I have been in contact with Nick Gilbert from Australia who says they have been using similar technology for gliding competitions.
https://dhtask.com/
DHTask, short for Distance Handicapped Tasking, is a method for conducting a racing task where task length is adjusted for each competitor based on their glider handicap. This is acheived by moving the centre of some or all turnpoints in such a way that gliders of lesser performance fly a task distance in proportion to their handicap. Contests are scored and tasks are set using SoaringSpot. DHTask applies a script to the task set in SoaringSpot and provides each competitor with access to a CUP file containing their task.
The task is flown & the competitor uploads (via a dhtask pilot portal) or emails their IGC trace and it is automatically scored via SoaringSpot as usual.
Task finishers are scored purely on elapsed time, as the handicapping has already taken place during the flight.
Conclusion.
MRT significantly improves safety by removing the advantage to fly with ballast as well as reducing congestion by avoiding local crowding at turn points. It also is expected to increase the participation of lighter pilots in competitions which could lead to a large increase in the popularity of competitions. The average weight of an adult human is 62Kg worldwide, and we should let these lighter pilots fly on an even playing field opening up competition to all.

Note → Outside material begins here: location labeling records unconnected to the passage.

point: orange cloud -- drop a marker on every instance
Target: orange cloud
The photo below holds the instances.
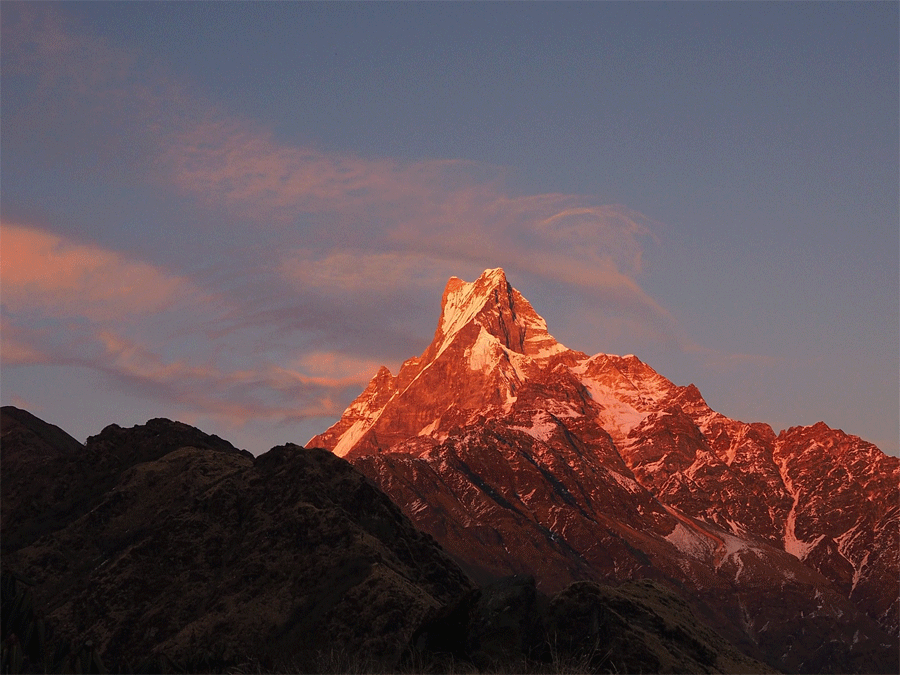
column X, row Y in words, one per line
column 46, row 271
column 239, row 396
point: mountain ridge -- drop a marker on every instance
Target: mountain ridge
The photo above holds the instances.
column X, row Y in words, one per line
column 571, row 466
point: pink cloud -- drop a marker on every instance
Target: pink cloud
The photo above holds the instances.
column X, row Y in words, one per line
column 236, row 397
column 39, row 270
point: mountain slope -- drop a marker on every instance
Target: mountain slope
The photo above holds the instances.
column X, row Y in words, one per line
column 520, row 455
column 198, row 559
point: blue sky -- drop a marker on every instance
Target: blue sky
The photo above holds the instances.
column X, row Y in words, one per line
column 232, row 213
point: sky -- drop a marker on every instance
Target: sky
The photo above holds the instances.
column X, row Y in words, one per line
column 231, row 214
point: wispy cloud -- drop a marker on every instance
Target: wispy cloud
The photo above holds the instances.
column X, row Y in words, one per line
column 335, row 238
column 39, row 269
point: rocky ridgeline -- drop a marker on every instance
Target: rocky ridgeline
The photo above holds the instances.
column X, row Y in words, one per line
column 161, row 549
column 521, row 456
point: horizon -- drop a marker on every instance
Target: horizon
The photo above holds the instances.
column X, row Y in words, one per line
column 233, row 215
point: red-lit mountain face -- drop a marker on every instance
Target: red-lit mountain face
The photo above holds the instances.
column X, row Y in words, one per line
column 522, row 456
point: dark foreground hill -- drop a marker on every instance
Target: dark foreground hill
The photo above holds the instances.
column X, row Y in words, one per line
column 159, row 548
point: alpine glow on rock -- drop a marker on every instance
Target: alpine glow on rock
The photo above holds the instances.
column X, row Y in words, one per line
column 521, row 456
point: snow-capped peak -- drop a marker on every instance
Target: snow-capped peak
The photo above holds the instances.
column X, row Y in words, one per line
column 490, row 302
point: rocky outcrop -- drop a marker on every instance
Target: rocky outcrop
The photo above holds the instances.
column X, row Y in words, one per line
column 509, row 626
column 204, row 558
column 51, row 480
column 523, row 457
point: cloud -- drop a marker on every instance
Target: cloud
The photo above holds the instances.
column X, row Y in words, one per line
column 40, row 270
column 348, row 217
column 238, row 396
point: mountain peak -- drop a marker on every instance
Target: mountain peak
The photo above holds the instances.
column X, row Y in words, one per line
column 500, row 310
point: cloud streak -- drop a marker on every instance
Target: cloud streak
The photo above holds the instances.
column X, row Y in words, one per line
column 39, row 269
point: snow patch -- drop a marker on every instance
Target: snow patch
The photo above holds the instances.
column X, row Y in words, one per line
column 481, row 354
column 542, row 426
column 351, row 436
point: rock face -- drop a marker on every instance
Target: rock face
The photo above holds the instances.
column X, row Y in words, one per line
column 521, row 456
column 208, row 559
column 509, row 626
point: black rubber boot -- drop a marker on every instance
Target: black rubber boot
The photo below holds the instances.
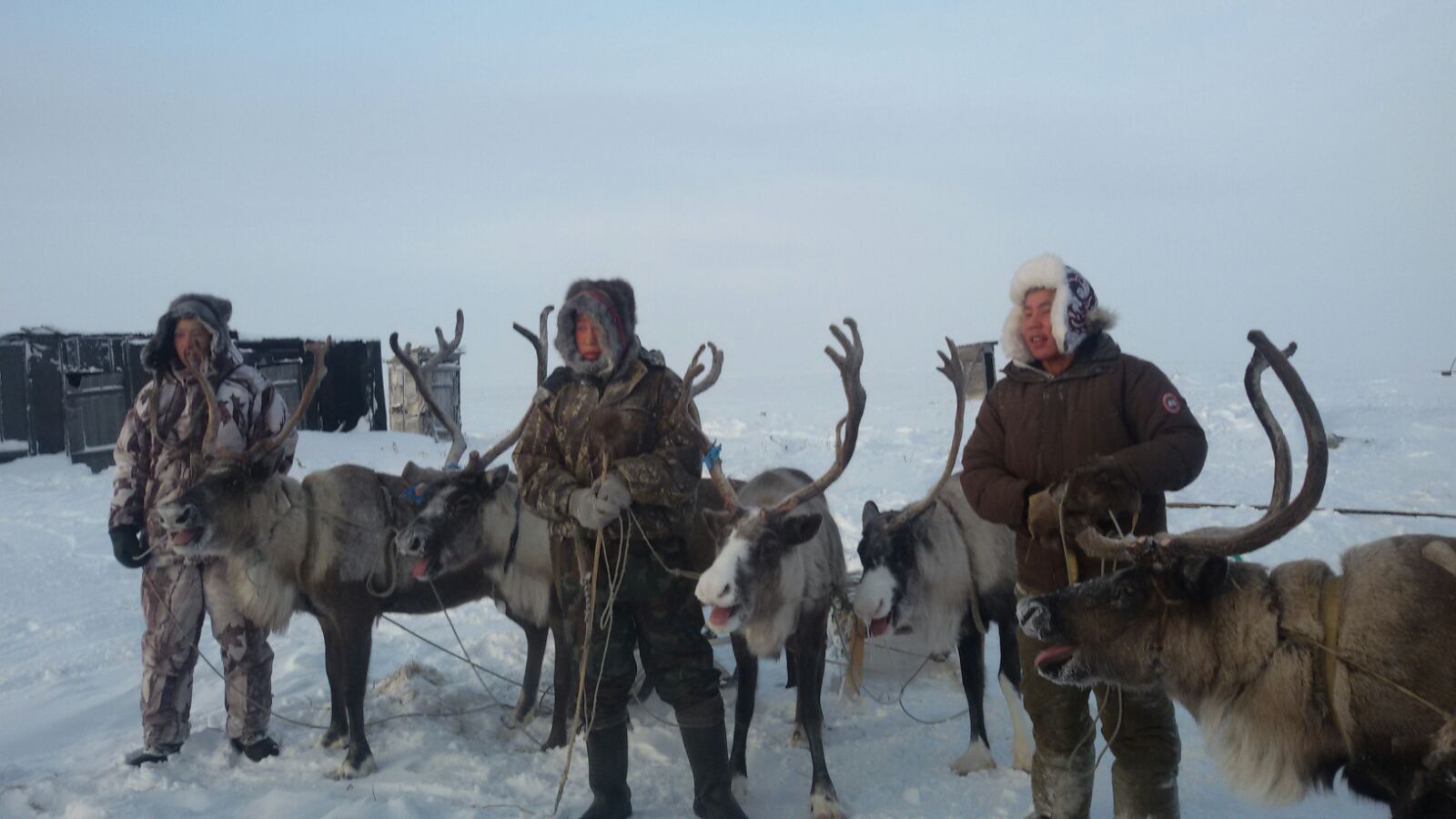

Bruce, thanks to you and team for the effort you have put into MRT. Personally, as a hobbyist sports-class comp pilot, I think it's a very interesting direction (very generally: task scoring is already responsive to a range of factors, why should it not also be responsive to the additional factors MRT introduces).
I'm curious if you have been able to gather 'quantitative' data over the years of developing MRT what the preferences of the lighter pilots' are between what sounds like broadly two non-optimal choices? As you highlight above, with the "size/weight" issues interacting with the competition rules, how are these preferences different with and without MRT?
The two choices, perhaps oversimplified, being a) don't ballast up and accept the disadvantages/risk of the smaller gliders (performance, pilot demand, adverse events, ...) or b) fly a (somewhat) larger glider at the disadvantage/risk of carrying ballast? I understand that MRT intends to make (a) a much more available choice if being competitive is the goal but it does not remove what I understand to be a relatively higher risk in flying the (very) small gliders? I recall a recent podcast with a world-class pilot that mentioned they will blast up to some degree for that reason even with other "equalizer" systems in place due to this factor.
I'm not trying to burden MRT with solving every problem, this really is about learning more from the affected pilots (direct voices or indirectly through your work) what their view is. Perhaps the fact that MRT has 'only' been tested in CAT 2 competitions actually provides valuable insights here as lighter pilots may not participate in CAT 1 in the first place due to the challenges they currently face.
Is there any data on the effects of this proposal on ESS/ goal crowding ? Will it have the tendency to increase the numbers arriving at ESS (and goal) at the same time ?
We have only run one competition with the latest version of the MRT system. This was a serial class competition with about 70 pilots.
There was a wide range of pilot levels and crowding was never an issue anytime in the competition.
However this is more from the number of pilots, level of pilot spread and very BIG site we were flying in, and is not really related to MRT.